Principal Software Engineer - Manufacturing & Factory

NVIDIA NVIDIA · Semiconductors · Santa Clara, CA +4 · Remote

NVIDIA is seeking a Principal Software Engineer to design, drive, and operationalize rack-scale factory and deployment flows for next-generation data center products. This role involves leading end-to-end factory workflows, collaborating with partners, and ensuring reliability and debuggability in tool design.

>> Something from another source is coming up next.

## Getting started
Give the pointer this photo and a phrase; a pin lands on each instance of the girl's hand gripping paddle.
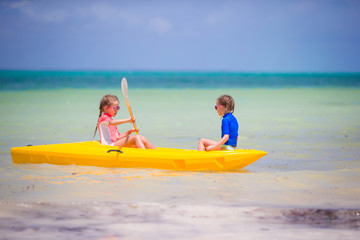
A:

The ideal candidate will have deep systems expertise and a passion for building scalable manufacturing solutions.

What you'd actually do

  1. Lead and drive rack-scale/L11 flows for factory and initial data center deployment.
  2. Design and implement end-to-end factory workflows, including firmware flashing sequences, security provisioning, and deployment of software mitigations.
  3. Collaborate with data center architects, ODMs, and OEMs to define factory and data center requirements that ensure efficient and reliable production ramp.
  4. Champion reliability, debuggability and optimization in firmware, diagnostic and deployment tool design.
  5. Drive pre-silicon readiness for factory & manufacturing workflows for rack-scale products. Using NVIDIA's industry leading simulation & emulation technology.

Skills

Required

  • System architecture and design
  • Server systems design
  • SW/HW interface
  • Networking technology & protocols
  • System software for accelerators (GPUs, DPUs, FPGAs)
  • Out-of-band and in-band management architectures
  • System management protocols (Redfish, IPMI)
  • Left shift strategy implementation

Nice to have

  • Large-scale cloud and cluster level deployment and management systems
  • Data center product lifecycle management (inception, pre-silicon, post-silicon, manufacturing, deployment)

What the JD emphasized

  • deep systems expertise
  • decisive technical leadership
  • passion for building reliable, debuggable, and scalable manufacturing and deployment solutions
  • BS or MS degree in Computer Engineering, Computer Science, or related degree or equivalent experience
  • 15+ years in the area of System architecture and design
  • Deep experience in designing architecture for scalable and performant server systems, particularly at the SW/HW interface.
  • Strong understanding of networking technology & protocols (e.g. Ethernet, Infiniband)
  • Previous experience working with complex system software for accelerators such as GPUs, DPUs, or FPGAs
  • Expertise in out-of-band and in-band management architectures.
  • Knowledge of system management protocols such as Redfish and IPMI.
  • Demonstrable experience in implementing left shift strategy to de-risk program execution.